La nuova priorità è la sicurezza informatica, anche per le PMI

La sicurezza informatica, oggi, è un argomento su cui il mondo delle imprese deve riflettere per intervenire sia dal punto di vista delle strutture tecnologiche sia sotto il profilo della stessa cultura aziendale. Nella recente relazione del Garante Privacy si è parlato, diffusamente, della violazione dei dati personali, con numeri che nella prima metà del 2022 hanno ampiamente superato quelli relativi all’intero 2021.
A che punto siamo, a livello di lotta agli attacchi informatici, nel nostro Paese? «Il problema esiste - evidenzia Elena Ferrari, professoressa di informatica all’Università dell’Insubria - fino a pochi anni fa le Pmi non rappresentavano in maniera importante un target di questi attacchi, per i quali si faceva soprattutto riferimento a grandi aziende, a ospedali, banche e infrastrutture critiche. Oggi, in un mondo connesso, anche una piccola impresa può rappresentare il nodo di una rete più ampia, ciò vuol dire che non è più concesso evitare di occuparsi di questa problematica».
Si possono porre in atto strategie, partendo da un processo di consapevolezza: «Non viviamo in un mondo in cui ci si può limitare a puntare a evitare gli attacchi, ma è necessario attivarsi per scoprirli, mitigarli in fretta e quindi passare oltre. Occorre entrare in una forma mentis per la quale gli attacchi ci saranno sempre: bisogna, però, avere strutture il più resilienti possibile. L’Italia sconta un ritardo rispetto ad altri Paesi europei e agli Stati Uniti, ma bisogna riconoscere che molto si è fatto negli ultimi anni».
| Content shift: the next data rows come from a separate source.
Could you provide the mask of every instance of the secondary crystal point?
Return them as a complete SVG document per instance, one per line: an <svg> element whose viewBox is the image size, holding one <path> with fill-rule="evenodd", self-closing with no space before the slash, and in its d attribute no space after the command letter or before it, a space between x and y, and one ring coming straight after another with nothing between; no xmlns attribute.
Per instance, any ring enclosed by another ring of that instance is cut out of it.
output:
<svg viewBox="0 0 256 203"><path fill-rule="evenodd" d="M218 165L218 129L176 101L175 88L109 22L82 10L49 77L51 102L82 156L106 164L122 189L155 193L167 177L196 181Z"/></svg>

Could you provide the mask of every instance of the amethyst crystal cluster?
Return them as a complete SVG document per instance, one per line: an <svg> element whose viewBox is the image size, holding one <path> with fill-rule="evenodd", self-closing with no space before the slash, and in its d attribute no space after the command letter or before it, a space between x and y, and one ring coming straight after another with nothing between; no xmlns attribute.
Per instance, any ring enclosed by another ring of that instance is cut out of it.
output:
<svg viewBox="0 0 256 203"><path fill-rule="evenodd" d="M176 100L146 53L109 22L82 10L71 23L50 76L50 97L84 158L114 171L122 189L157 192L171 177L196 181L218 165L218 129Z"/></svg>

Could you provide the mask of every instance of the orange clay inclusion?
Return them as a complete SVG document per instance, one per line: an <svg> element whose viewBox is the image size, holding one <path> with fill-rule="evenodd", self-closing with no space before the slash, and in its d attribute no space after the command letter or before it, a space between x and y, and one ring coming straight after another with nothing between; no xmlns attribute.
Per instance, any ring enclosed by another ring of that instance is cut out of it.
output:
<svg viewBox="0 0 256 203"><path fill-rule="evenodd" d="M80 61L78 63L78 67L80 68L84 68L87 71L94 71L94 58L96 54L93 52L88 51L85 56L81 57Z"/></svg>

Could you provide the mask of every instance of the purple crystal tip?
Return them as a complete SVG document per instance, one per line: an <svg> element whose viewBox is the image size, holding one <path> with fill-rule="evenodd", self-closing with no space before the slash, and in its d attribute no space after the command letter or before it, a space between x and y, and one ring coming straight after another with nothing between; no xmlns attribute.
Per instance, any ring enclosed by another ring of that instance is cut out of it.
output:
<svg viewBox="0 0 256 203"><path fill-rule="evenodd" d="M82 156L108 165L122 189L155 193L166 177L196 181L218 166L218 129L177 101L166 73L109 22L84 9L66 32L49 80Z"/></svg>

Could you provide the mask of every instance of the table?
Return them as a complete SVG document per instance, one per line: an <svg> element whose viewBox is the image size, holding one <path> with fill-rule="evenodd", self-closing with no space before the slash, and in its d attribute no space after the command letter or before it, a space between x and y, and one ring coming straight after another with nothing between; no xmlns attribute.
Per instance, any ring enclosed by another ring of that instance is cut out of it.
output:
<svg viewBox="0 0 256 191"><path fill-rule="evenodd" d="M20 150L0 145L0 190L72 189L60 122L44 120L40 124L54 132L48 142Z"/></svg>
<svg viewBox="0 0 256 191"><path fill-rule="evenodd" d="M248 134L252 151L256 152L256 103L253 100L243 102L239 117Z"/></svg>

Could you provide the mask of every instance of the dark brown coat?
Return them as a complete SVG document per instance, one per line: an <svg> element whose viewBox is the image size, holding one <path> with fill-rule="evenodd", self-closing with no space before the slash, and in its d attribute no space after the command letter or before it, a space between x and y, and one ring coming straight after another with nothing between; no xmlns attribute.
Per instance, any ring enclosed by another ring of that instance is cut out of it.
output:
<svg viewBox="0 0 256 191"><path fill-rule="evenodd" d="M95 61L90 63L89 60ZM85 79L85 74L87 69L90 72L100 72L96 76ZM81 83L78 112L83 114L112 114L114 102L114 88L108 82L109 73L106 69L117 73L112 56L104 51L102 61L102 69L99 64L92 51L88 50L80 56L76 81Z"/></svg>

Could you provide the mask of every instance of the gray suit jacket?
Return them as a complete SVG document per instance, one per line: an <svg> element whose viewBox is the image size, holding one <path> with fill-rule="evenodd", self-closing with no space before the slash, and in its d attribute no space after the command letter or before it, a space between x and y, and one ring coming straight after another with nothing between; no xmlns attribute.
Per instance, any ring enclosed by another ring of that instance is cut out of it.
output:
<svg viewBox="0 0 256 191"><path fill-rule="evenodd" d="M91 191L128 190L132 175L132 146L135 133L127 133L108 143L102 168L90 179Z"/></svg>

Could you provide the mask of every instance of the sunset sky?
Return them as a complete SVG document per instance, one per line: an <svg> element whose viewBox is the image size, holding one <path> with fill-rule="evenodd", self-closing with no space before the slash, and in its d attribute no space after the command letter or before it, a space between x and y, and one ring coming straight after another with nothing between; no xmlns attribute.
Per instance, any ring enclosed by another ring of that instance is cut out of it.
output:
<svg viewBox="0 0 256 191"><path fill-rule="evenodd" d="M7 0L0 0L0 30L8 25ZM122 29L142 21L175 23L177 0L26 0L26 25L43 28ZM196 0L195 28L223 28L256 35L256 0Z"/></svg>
Le tipologie di attacchi sono diverse: «Sui giornali - prosegue Elena Ferrari - i grandi titoli paiono parlare solo di attacchi difficilissimi da contrastare, ma la realtà di tutti i giorni è che un certo numero di questi arriva sfruttando vulnerabilità facilmente superabili, come la scarsa manutenzione dei sistemi aziendali o la scarsa presenza di linee guida e buone pratiche. Poi ci sono certo gli attacchi più complessi e qui servono alcune strategie, anche la ricerca in tal senso sta facendo i suoi passi».
Vi sono quindi data breach che si verificano perché l’impresa non ha messo in atto accorgimenti anche semplici, «aggiornando software obsoleti o educando il personale. Su questo fronte, pensiamo allo smart working, che è stato salvifico per certi aspetti ma al tempo stesso ha ampliato il perimetro di attacco, in quanto il dipendente magari usa il proprio computer. Esiste altresì una questione legata alle competenze: la cybersecurity non può essere affrontata in un giorno, e poi nulla più. I sistemi vanno continuamente monitorati, e ogni scelta fatta in azienda, come l’uso di un nuovo software per velocizzare alcuni processi, andrebbe valutata non solo a livello economico ma anche sotto il piano della sicurezza e della privacy. Anni fa c’era il problema di avere l’esperto informatico in ogni impresa, oggi viviamo qualcosa di molto simile con l’esigenza di disporre di un esperto di cybersecurity».
Senza dubbio per le Pmi non legate al comparto informatico la potenziale criticità è concreta: «Si può pensare di esternalizzare la soluzione in una certa misura, ovviamente dipende da caso a caso. Le stesse associazioni di categoria possono giocare un ruolo importante. Il Pnrr, poi, rappresenta un’opportunità, e anche le regioni hanno modo di implementare i loro piani di resilienza. Deve essere una priorità. Il problema è quindi tecnologico ma anche di competenze, e tutti devono fare la loro parte. Va implementato un processo di qualità anche rispetto agli aspetti legati alla cybersecurity. In Italia la situazione è ancora a macchia di leopardo, eterogenea, e dipende dalle opportunità e dalla sensibilità del management dell’azienda. Anche questa dinamica - non nasconde in chiusura l’esperta - va modificata».